The man with the longest service was Larry Marchant, who spent an astounding 32 years (1888-1920) at Stingray Point. In a newspaper interview, Marchant described storms at the lighthouse, saying that the whole structure swayed “back and forth like a rocking chair.” He once spent 30 days alone at the lighthouse during a deep freeze in the bay, with “nothing to look at but fields of ice.” He spent much of his spare time reading and said that he had never been sick a single day. The secret of his good health, he claimed, was that he had been living “where the doctors could not get to me.”

The lighthouse was automated and boarded up in 1950. Fifteen years later the cottage was moved to shore and burned, and an automated light was installed on the original foundation. Thus ended the life story of Stingray Point Lighthouse, or so it seemed.

In 2002, Brent Halsey and Jimmy Rogers of the Stingray Point Marina, 1.6 miles west of the original lighthouse location, contracted Northwind, Inc. of Deltaville, owned by Arthur Wilton, to build a new replica of the lost lighthouse.
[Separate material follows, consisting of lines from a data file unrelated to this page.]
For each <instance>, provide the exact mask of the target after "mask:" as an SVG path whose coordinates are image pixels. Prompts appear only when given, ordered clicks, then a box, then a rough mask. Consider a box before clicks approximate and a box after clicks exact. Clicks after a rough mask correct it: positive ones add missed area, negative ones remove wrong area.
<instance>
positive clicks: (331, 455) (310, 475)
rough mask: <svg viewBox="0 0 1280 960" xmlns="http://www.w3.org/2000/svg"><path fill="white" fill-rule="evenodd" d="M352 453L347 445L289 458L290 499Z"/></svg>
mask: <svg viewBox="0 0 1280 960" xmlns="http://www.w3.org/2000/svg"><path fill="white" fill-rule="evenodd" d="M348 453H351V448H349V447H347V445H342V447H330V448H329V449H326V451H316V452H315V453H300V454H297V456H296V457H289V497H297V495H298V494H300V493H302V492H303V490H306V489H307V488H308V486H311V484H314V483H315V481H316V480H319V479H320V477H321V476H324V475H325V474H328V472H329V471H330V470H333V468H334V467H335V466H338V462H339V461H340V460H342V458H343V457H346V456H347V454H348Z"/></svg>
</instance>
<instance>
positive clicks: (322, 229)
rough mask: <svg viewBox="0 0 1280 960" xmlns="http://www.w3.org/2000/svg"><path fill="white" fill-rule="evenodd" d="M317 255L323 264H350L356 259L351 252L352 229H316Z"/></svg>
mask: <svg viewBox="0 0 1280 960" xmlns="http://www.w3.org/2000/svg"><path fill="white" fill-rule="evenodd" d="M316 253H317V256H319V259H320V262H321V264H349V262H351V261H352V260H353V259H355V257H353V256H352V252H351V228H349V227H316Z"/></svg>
Architect Randall Kipp’s plans were based on original drawings from the National Archives. Charles Yeager Designers and Fabricators designed the base steel work and designed and fabricated the aluminum and copper portions of the lantern, while Atlantic Metals fabricated and erected the base steel work. The replica was completed in March 2003.

The lens and other artifacts associated with the lighthouse are long gone, but the marina owners have obtained a number of items similar to equipment once found at the lighthouse. A fifth order drum-type lens in the lantern is dimly illuminated by a small fluorescent bulb. “It is dim to insure that it is not mistaken for a navigation light,” says Brent Halsey, “and so it does not disturb our slip holders.” The light is fixed white like the original. “We intend to incorporate a red sector,” adds Halsey, “also duplicating the original.” A 1942 bronze Coast Guard bell has also been installed along with a circa-1880 Gamewell bell striking machine, once used at a fire station.

The lighthouse is fully heated and air-conditioned and one-third of its area will serve as the marina office. The rest of the building will serve as a mini-museum, which will be open to the public whenever the office is staffed or by appointment. It will certainly draw lighthouse lovers and those nostalgic for days past in the Chesapeake Bay. Brent Halsey says that the lighthouse replica is meant to be not only an icon for the marina, but also a Deltavile icon “celebrating the seafaring traditions of the community.”